Romney’s Advantage in Election Fundraising Concerns Obama

Edited by Casey J. Skeens


There is concern in the president’s ranks regarding the advantage of the Republican candidate, who raised $106 million in June ($35 million more than Obama)

The President of the United States, Barack Obama — desperate — has asked for help from his voters. “I need your help,” the head of state claims in a letter addressed to his followers, through which he asks for a donation of “three dollars or more” this very day.

It’s the first time that a current president is being surpassed in fundraising for an election campaign by his novice candidate, and that is what Barack Obama has let his followers know through a personal letter. “We are being surpassed,” the president announces, warning that “we can win a race in which the other side spends more than we do, but not this much more.”

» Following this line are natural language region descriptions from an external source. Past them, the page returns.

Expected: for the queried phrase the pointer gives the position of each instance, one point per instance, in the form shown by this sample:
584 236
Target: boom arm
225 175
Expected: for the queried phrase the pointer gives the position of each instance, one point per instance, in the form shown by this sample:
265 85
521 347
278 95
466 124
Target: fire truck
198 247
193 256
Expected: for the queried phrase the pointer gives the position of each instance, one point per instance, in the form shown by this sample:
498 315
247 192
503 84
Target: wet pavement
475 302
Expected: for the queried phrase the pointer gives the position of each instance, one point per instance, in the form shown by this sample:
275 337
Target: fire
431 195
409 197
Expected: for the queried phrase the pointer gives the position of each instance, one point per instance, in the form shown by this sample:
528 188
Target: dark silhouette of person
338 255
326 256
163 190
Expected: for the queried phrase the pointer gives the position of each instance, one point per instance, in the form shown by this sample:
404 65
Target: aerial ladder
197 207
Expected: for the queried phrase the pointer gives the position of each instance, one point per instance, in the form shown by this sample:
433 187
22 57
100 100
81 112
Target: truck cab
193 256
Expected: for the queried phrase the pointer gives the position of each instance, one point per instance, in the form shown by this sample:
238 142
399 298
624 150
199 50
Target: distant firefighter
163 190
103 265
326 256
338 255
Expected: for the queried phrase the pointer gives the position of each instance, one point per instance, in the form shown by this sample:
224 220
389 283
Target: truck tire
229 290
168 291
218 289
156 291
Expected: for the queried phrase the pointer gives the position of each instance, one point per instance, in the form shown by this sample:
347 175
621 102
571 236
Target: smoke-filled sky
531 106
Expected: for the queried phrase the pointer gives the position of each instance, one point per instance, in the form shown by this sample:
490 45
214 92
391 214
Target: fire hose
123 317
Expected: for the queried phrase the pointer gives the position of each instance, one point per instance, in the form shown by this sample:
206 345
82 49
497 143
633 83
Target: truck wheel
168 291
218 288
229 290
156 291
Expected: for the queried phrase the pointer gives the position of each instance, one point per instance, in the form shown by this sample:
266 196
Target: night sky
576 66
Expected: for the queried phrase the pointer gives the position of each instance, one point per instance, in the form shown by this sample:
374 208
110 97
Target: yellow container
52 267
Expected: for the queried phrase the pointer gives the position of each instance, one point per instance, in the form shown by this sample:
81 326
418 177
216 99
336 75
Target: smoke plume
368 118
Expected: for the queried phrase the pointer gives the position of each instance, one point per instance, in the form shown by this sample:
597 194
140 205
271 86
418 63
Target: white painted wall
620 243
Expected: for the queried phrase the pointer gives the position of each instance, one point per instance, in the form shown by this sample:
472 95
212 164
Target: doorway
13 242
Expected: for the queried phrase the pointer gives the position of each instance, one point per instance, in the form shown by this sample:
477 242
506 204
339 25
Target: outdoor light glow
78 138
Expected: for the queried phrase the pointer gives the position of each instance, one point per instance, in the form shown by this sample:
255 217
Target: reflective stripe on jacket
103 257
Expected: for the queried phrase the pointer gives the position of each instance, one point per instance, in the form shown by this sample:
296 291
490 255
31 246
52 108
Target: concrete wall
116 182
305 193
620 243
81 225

For the second month in a row, the Obama campaign is behind that of Mitt Romney in fundraising. In May, the ex-governor of Massachusetts surpassed Obama for the first time, $77 million to $60 million. Already in April, the revenue of the Republican candidate’s team ($40.1 million) came close to that of the president ($43.6 million). In June, the trend was confirmed. Romney raised $106 million — a donation record, and record amount raised in just one month by a conservative hopeful — and Obama only $71 million.

“This election will be a test of the model that got us here,” Obama reports. “We’ll learn whether it’s still true that a grassroots campaign can elect a president — whether ordinary Americans are in control of our democracy in the face of massive spending.”

Until last June, the maximum monthly amount obtained by an electoral campaign was reached by Obama himself in September of 2008 when he managed to raise $150 million, less than a month before the elections that put him in power.